Here is an example of a general-purpose project ID for events:
YYYYMMDD_Event_Location_Subject

1.Date Recommendations
The date applied to a Project ID should reflect the year, month, and possibly day that work began on the project - ie, the start date. Although it can be tempting to use the intended publication, release, or event date, deadlines often change and staff would subsequently be required to rename all associated files, folders and instances in which a Project ID was used. Files or instances that may have been missed during this renaming effort may give users the impression that multiple projects with similar IDs had been created instead one project being updated with a date change. In general, using the start date is highly recommended.

2. Additional Naming Categories
The example above incorporates “event”, “location”, and “subject” categories. Each department within [ORG NAME HERE] may create a Project ID that notes their involvement, such as an abbreviated department code or category of work. These categories should reflect, for example, the team who created the Project and any related subject matter. Conversations to determine which categories are most meaningful to include in a Project ID would ideally take a high-level perspective describing the work done by the team in question, and potentially their role within the larger institution. Recommendations for naming standards for different teams and the specific work they produce can be made upon request. 

3. Where to Use Project IDs
Projects with IDs should be stored alongside each other so that they are in a predictable, consistent place and can easily be sorted, scrolled, browsed, and searched. In the context of file storage and/or asset management platforms, Project IDs should be used in a root-level directory or location that is immediately accessible to users. 

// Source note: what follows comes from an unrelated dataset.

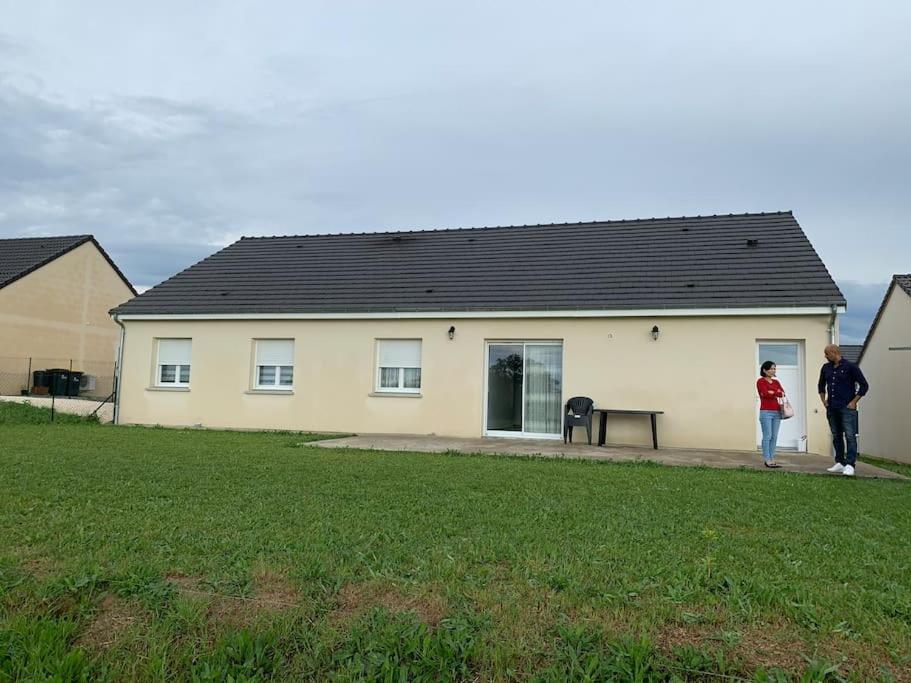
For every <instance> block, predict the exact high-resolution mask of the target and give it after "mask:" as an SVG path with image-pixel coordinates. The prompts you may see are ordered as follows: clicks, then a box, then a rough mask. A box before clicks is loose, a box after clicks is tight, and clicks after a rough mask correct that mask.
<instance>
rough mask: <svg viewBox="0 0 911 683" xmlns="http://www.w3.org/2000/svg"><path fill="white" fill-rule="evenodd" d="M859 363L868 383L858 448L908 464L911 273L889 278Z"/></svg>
mask: <svg viewBox="0 0 911 683" xmlns="http://www.w3.org/2000/svg"><path fill="white" fill-rule="evenodd" d="M859 362H860V369H861V370H863V373H864V376H866V378H867V381H868V382H870V393H868V394H867V396H866V397H865V398H864V399H863V400H862V401H861V402H860V444H859V448H860V450H861V451H862V452H864V453H868V454H870V455H875V456H877V457H880V458H888V459H890V460H900V461H901V462H911V421H909V420H908V388H909V387H911V274H909V275H893V276H892V282H891V284H890V285H889V289H888V290H887V291H886V296H885V297H884V298H883V302H882V304H881V305H880V307H879V311H878V312H877V313H876V317H875V318H874V319H873V324H872V325H871V326H870V331H869V332H868V333H867V339H866V340H865V341H864V346H863V350H862V351H861V354H860V360H859Z"/></svg>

Files associated with any given project should be named after the Project ID if they are produced by [ORG NAME HERE] staff. This is optional but recommended, as it allows staff to understand and contextualize final output files that may be distributed in ways that can be difficult to predict (for example uploaded to online platforms, emailed, or saved in locations outside of [ORG NAME HERE]’s control). Note that files used during the production process (photos downloaded from social media, document files from partners, camera files from a videographer, etc.) that are not directly created by [ORG NAME HERE] staff should retain their original file names and should not be renamed to match the Project ID.